With the owners of all teams in sunny Palm Beach for the first in-person annual meetings since 2019, the owners of the Cleveland Browns could be in for a chilly reception.

Peter King describes Jimmy and Dee Haslam as “[n]ot the most popular people at the league meetings on Sunday” in King’s latest Football Morning in America column. King says he heard “lots of grumbling” from people within NFL circles regarding the decision to give up so many draft picks for Deshaun Watson and to pay him a five-year, $230 million contract with every penny guaranteed, given the allegations still pending against him.

One team executive told King that the situation “stinks to high heaven.”

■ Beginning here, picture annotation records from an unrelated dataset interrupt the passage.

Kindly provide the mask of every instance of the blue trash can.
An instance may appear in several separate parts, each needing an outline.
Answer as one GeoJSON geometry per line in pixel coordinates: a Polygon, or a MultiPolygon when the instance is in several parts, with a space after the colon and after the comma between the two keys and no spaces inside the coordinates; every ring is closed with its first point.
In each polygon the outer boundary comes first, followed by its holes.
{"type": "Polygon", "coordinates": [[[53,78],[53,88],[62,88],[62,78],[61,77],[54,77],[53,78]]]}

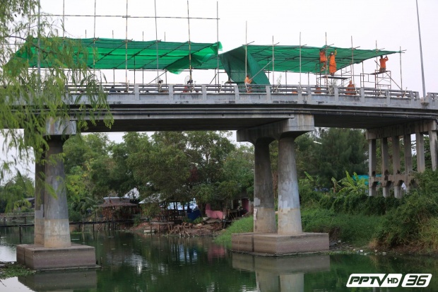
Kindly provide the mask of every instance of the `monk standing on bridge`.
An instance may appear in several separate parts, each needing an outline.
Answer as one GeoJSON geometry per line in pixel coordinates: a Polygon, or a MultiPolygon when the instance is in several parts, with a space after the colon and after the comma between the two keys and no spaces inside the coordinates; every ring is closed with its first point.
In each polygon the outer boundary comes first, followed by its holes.
{"type": "Polygon", "coordinates": [[[355,93],[355,85],[353,83],[353,81],[350,80],[350,83],[348,83],[348,85],[347,86],[347,95],[354,95],[355,93]]]}
{"type": "Polygon", "coordinates": [[[326,69],[327,66],[327,56],[326,56],[326,49],[321,49],[319,50],[319,66],[321,67],[321,71],[326,69]]]}
{"type": "Polygon", "coordinates": [[[379,72],[383,73],[386,71],[386,61],[388,60],[388,56],[386,56],[384,58],[383,56],[380,56],[380,59],[379,59],[380,62],[380,69],[379,69],[379,72]]]}
{"type": "Polygon", "coordinates": [[[335,49],[335,52],[331,52],[328,56],[328,71],[332,76],[335,75],[336,71],[336,60],[335,57],[338,54],[338,51],[335,49]]]}
{"type": "Polygon", "coordinates": [[[252,82],[252,78],[249,78],[249,75],[247,75],[247,78],[245,78],[245,87],[247,88],[247,93],[252,92],[251,88],[251,82],[252,82]]]}

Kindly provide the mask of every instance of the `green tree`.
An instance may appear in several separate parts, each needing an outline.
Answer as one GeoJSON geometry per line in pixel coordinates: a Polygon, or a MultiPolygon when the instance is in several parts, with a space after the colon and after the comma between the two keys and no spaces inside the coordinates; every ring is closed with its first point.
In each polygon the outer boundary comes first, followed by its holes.
{"type": "Polygon", "coordinates": [[[0,213],[23,211],[30,207],[26,198],[33,197],[33,180],[20,173],[0,187],[0,213]]]}
{"type": "Polygon", "coordinates": [[[367,173],[367,144],[362,130],[321,128],[317,136],[321,144],[315,147],[316,170],[309,173],[317,175],[322,185],[329,187],[331,177],[339,180],[345,171],[367,173]]]}
{"type": "Polygon", "coordinates": [[[57,37],[56,25],[39,13],[39,2],[13,0],[0,8],[0,132],[6,141],[4,151],[17,149],[16,154],[8,153],[13,159],[2,161],[1,180],[13,170],[14,160],[28,162],[34,151],[37,162],[49,163],[41,155],[48,149],[43,136],[48,121],[73,119],[78,132],[97,119],[112,122],[100,81],[87,67],[87,49],[57,37]],[[42,69],[28,68],[30,59],[37,59],[42,69]],[[83,92],[66,98],[68,83],[83,92]],[[81,102],[83,97],[89,105],[81,102]],[[24,129],[24,135],[16,129],[24,129]]]}

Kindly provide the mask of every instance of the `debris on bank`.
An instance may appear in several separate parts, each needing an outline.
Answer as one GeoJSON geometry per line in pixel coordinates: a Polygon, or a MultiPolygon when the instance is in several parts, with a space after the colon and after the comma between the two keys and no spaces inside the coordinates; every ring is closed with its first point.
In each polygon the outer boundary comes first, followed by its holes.
{"type": "Polygon", "coordinates": [[[143,234],[159,234],[179,237],[215,236],[225,227],[223,220],[204,218],[201,223],[144,222],[131,230],[143,234]]]}

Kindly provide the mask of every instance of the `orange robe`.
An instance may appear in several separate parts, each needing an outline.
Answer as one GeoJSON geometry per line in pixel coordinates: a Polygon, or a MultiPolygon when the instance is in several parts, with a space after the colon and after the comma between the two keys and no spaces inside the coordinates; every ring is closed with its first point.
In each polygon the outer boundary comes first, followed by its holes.
{"type": "Polygon", "coordinates": [[[326,57],[325,51],[319,51],[319,62],[325,63],[327,62],[327,57],[326,57]]]}
{"type": "Polygon", "coordinates": [[[351,93],[351,91],[354,91],[355,90],[355,85],[352,83],[348,83],[348,86],[347,86],[347,91],[349,91],[348,93],[347,93],[348,95],[354,95],[354,93],[351,93]]]}
{"type": "Polygon", "coordinates": [[[379,59],[379,61],[380,62],[380,69],[386,69],[386,61],[388,61],[388,56],[386,56],[386,57],[381,57],[380,59],[379,59]]]}

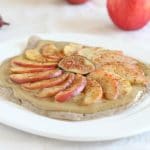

Apart from the obvious criticism flowing from the decision to give up so much for Watson and to give him a massive new contract on the way in the door (Russell Wilson didn’t get that in Denver) despite the unresolved off-field issues, the peers of Jimmy and Dee Haslam surely aren’t happy with the decision to guarantee so much money for so many years. The funding rule will require the Browns to set aside $169 million by next March. Other teams will now face similar expectations when negotiating contracts of their own.

Teams had resisted, at the urging of the NFL’s Management Council, guaranteeing so much money so far into the future, for years. The Browns have broken ranks, which may now require other teams to follow suit. Those other teams can’t be happy about it.